男の秘密 -繋がる未来-
次の日、朝食を作って、忍を待っていたら、「おはよう」と忍が起きて来た。

その何時も通りの様子なのに、何か引っかかりを覚える。

『何だろう?何か何時もと違う』

その引っかかりは、忍が仕事に行ってからようやく分かった。

『あれは、仕事用の顔だ』

笑顔も会話の内容も、注意していなければ分からない位だが、仕事用だった。

『やっぱり、触れて欲しくなかったのよね』

昨日は頑張ろうと思ったのに、もう後悔を始めてしまう自分に気付き苦笑した。

「とにかく、木戸さんと連絡をとってみよう」




後片付けをして、一時間程経った頃、木戸の携帯に電話をかける。

― はい、木戸です ―

何時ものぶっきら棒な喋り方では無く、営業用のきちんとした話し方で電話にでたので、少し驚いてしまった。

― もしもし?」 ― 

「あ、優です。

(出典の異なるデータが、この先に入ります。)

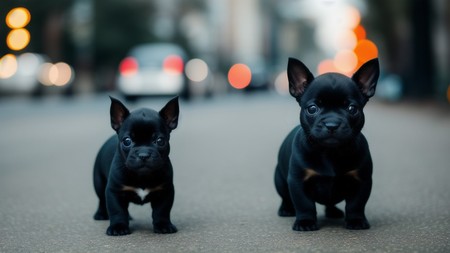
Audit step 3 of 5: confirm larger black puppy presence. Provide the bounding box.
[94,97,179,235]
[275,58,379,231]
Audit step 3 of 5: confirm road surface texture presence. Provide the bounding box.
[0,93,450,252]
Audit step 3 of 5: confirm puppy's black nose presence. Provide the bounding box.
[138,152,150,161]
[325,122,340,132]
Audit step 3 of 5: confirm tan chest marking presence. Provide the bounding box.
[303,168,320,181]
[122,185,163,200]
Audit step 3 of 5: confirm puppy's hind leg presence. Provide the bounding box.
[275,165,295,217]
[94,166,109,220]
[325,205,344,219]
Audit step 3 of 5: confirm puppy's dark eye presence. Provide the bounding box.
[156,137,166,146]
[122,137,133,148]
[306,105,319,115]
[347,105,358,115]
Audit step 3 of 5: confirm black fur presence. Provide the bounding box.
[94,97,179,235]
[275,58,379,231]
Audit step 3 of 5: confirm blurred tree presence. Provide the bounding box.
[368,0,436,98]
[94,0,154,66]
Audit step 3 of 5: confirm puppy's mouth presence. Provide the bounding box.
[319,137,342,148]
[127,161,162,174]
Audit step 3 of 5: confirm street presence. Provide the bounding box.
[0,93,450,252]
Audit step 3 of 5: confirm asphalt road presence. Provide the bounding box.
[0,94,450,252]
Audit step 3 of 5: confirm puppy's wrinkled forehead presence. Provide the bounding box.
[302,73,362,105]
[123,109,163,139]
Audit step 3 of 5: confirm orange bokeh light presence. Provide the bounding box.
[354,40,378,68]
[6,7,31,29]
[6,28,30,51]
[334,50,358,75]
[228,63,252,89]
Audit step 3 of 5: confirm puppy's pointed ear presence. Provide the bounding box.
[287,58,314,101]
[159,96,180,131]
[109,96,130,132]
[352,58,380,99]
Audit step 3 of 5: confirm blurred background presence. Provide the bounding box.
[0,0,450,104]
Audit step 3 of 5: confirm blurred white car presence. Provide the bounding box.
[117,43,189,99]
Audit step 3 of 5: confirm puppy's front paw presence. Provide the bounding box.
[325,206,344,219]
[106,224,131,236]
[345,218,370,230]
[94,211,109,220]
[153,223,178,234]
[292,220,319,231]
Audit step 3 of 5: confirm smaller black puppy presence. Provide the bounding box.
[275,58,379,231]
[94,97,179,235]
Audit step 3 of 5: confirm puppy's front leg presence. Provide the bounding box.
[150,184,178,234]
[288,174,319,231]
[345,178,372,230]
[106,187,130,236]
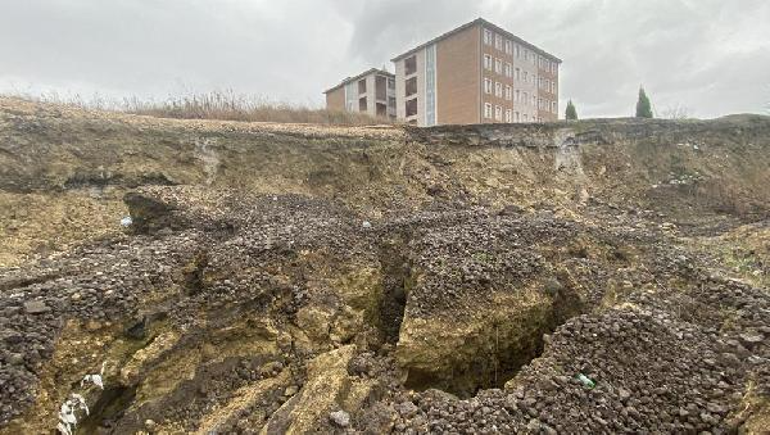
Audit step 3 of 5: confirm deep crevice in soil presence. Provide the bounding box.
[378,240,411,344]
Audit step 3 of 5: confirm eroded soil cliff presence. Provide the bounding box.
[0,100,770,434]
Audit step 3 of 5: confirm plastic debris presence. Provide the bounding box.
[56,394,90,435]
[576,373,596,390]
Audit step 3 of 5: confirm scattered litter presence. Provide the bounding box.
[576,373,596,390]
[56,393,90,435]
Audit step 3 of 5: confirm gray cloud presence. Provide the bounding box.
[0,0,770,117]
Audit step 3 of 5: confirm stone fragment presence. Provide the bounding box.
[329,410,350,427]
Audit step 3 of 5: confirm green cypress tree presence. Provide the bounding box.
[564,100,578,121]
[636,86,653,118]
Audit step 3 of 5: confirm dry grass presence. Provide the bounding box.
[4,91,393,126]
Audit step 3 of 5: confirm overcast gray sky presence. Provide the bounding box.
[0,0,770,117]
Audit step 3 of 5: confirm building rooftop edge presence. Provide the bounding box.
[323,68,396,94]
[390,18,562,63]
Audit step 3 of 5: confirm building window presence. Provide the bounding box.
[405,98,417,118]
[404,56,417,75]
[404,77,417,97]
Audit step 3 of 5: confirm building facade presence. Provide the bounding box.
[324,68,396,119]
[390,19,561,126]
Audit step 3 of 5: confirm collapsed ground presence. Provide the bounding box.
[0,101,770,433]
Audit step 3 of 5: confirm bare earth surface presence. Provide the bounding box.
[0,99,770,434]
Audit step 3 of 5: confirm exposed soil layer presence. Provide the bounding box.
[0,100,770,434]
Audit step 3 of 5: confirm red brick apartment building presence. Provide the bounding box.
[327,18,561,126]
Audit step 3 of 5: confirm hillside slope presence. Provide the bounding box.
[0,99,770,434]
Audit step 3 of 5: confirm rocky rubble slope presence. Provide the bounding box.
[0,101,770,434]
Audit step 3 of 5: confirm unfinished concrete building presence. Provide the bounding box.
[324,68,396,119]
[393,18,561,126]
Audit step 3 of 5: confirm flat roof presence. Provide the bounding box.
[391,18,562,63]
[324,68,396,94]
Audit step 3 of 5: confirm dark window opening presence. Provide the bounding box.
[374,76,388,100]
[377,103,388,118]
[406,77,417,97]
[406,98,417,118]
[404,56,417,75]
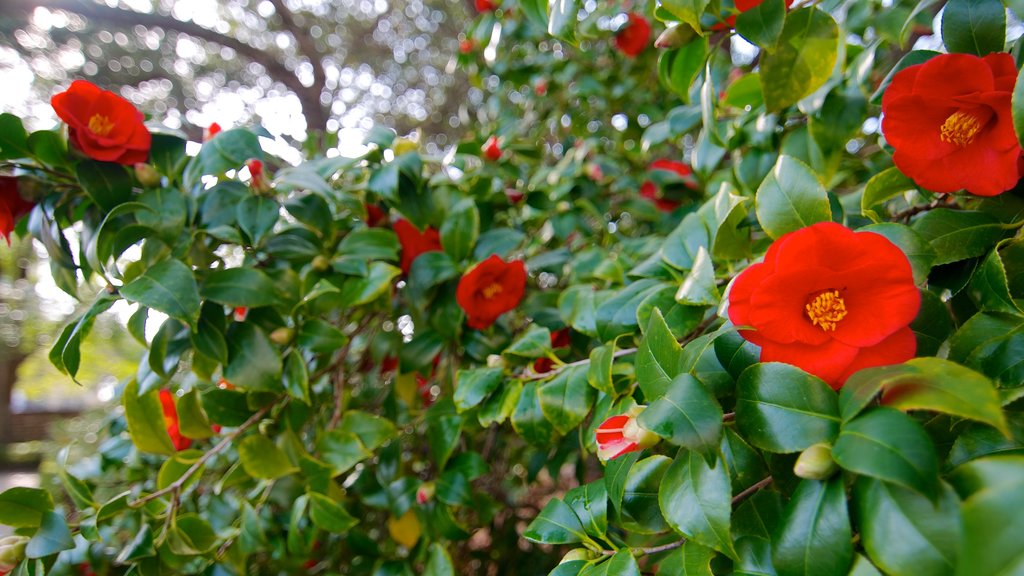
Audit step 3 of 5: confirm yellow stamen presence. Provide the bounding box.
[805,290,847,332]
[89,114,114,136]
[483,282,505,300]
[940,112,981,148]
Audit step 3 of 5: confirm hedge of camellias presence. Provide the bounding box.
[0,0,1024,576]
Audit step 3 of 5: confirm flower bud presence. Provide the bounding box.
[793,442,839,480]
[270,326,295,345]
[312,254,331,272]
[0,536,29,571]
[135,162,161,188]
[416,482,437,506]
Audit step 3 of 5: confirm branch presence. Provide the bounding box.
[4,0,323,130]
[128,399,281,508]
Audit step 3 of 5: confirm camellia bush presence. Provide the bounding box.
[0,0,1024,576]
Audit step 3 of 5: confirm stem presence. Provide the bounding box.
[128,399,287,508]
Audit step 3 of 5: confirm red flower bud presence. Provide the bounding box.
[482,136,502,162]
[615,12,650,58]
[50,80,153,166]
[203,122,221,141]
[0,176,35,246]
[596,406,660,461]
[394,218,441,274]
[455,254,526,330]
[729,222,921,389]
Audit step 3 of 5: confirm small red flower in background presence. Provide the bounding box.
[596,406,659,462]
[50,80,153,166]
[367,204,387,228]
[394,218,441,274]
[640,159,696,212]
[0,176,35,246]
[882,53,1024,196]
[455,254,526,330]
[534,328,572,374]
[729,222,921,389]
[203,122,222,141]
[482,136,502,162]
[615,12,650,58]
[160,389,191,451]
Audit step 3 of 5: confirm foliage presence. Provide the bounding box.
[0,0,1024,576]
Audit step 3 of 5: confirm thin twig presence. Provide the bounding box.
[128,399,287,508]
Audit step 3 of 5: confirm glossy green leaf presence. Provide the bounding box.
[755,155,831,238]
[831,407,939,498]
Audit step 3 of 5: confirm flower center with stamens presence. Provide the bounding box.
[804,290,847,332]
[939,112,981,148]
[483,282,505,300]
[89,114,114,136]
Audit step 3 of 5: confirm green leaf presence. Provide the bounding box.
[638,373,722,463]
[224,322,282,393]
[306,492,359,534]
[201,268,280,307]
[772,478,853,576]
[636,308,683,400]
[453,368,504,412]
[177,388,213,440]
[440,198,480,262]
[831,407,939,499]
[761,7,839,112]
[660,0,710,31]
[676,246,722,305]
[839,358,1010,437]
[853,478,963,576]
[910,208,1006,265]
[657,448,736,559]
[239,435,296,480]
[316,429,374,476]
[75,160,132,211]
[338,410,397,450]
[522,498,589,544]
[942,0,1007,56]
[120,258,200,329]
[25,511,75,559]
[121,379,175,456]
[537,366,597,435]
[736,0,785,48]
[736,362,840,453]
[0,486,53,528]
[755,155,831,238]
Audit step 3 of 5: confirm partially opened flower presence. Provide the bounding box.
[615,12,650,58]
[394,218,441,274]
[729,222,921,389]
[160,389,191,451]
[882,53,1024,196]
[597,406,660,462]
[640,159,696,212]
[0,176,35,246]
[455,254,526,330]
[50,80,153,166]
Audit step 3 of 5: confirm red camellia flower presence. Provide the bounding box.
[394,218,441,274]
[882,53,1024,196]
[597,406,659,462]
[482,136,502,162]
[729,222,921,389]
[640,159,696,212]
[615,12,650,58]
[50,80,153,166]
[0,176,34,246]
[203,122,222,141]
[534,328,572,374]
[455,254,526,330]
[160,389,191,451]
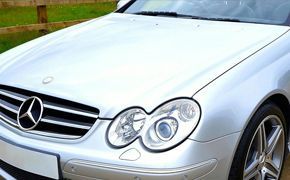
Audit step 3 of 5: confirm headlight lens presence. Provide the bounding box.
[108,98,201,151]
[108,109,146,147]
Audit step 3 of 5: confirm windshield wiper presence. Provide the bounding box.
[134,11,178,17]
[134,11,241,22]
[196,17,241,22]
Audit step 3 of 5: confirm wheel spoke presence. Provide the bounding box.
[244,168,261,180]
[266,159,279,173]
[267,126,282,154]
[262,167,278,179]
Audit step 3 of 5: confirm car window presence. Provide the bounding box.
[122,0,290,24]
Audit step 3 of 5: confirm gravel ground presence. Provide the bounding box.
[281,156,290,180]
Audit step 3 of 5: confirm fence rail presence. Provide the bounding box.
[0,0,116,35]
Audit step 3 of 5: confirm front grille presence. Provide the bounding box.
[0,85,99,139]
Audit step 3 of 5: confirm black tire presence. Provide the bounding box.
[229,102,287,180]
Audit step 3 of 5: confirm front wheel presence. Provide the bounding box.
[229,103,287,180]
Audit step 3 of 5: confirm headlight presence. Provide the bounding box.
[108,98,201,151]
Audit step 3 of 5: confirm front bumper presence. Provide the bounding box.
[0,120,240,180]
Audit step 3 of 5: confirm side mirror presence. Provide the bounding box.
[117,0,130,9]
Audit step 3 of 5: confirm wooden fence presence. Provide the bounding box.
[0,0,116,35]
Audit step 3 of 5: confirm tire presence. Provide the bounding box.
[229,102,287,180]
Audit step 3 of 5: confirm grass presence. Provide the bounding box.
[0,2,116,53]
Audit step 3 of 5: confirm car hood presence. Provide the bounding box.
[0,13,288,118]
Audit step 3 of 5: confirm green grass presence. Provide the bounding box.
[0,2,116,53]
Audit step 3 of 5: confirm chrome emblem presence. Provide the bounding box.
[17,97,43,131]
[42,76,54,84]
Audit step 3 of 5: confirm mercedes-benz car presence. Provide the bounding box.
[0,0,290,180]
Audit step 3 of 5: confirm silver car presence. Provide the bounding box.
[0,0,290,180]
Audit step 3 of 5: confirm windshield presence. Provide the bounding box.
[119,0,290,25]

すみません」

優が何も話さないので、不振な声が向こうから聞こえ、慌てて名乗る。

― 優!もう体調は良いのか? ― 

「はい、その節はご心配をおかけしました」

― 何か他人行儀だな。それより、どうした? ― 

「いきなりですけど、忍さんのご家族の事を聞かせて下さい」

― 忍の家族の話か・・・本当にいきなりだな。  
俺の口から言う事か迷うが・・とりあえず、電話じゃなくて何処かで話そう ― 

いつもの歯切れの良さが、忍の家族の話になるとなりを潜めてしまった事に気付き、巻き込んで申し訳ないと思う気持ちになった。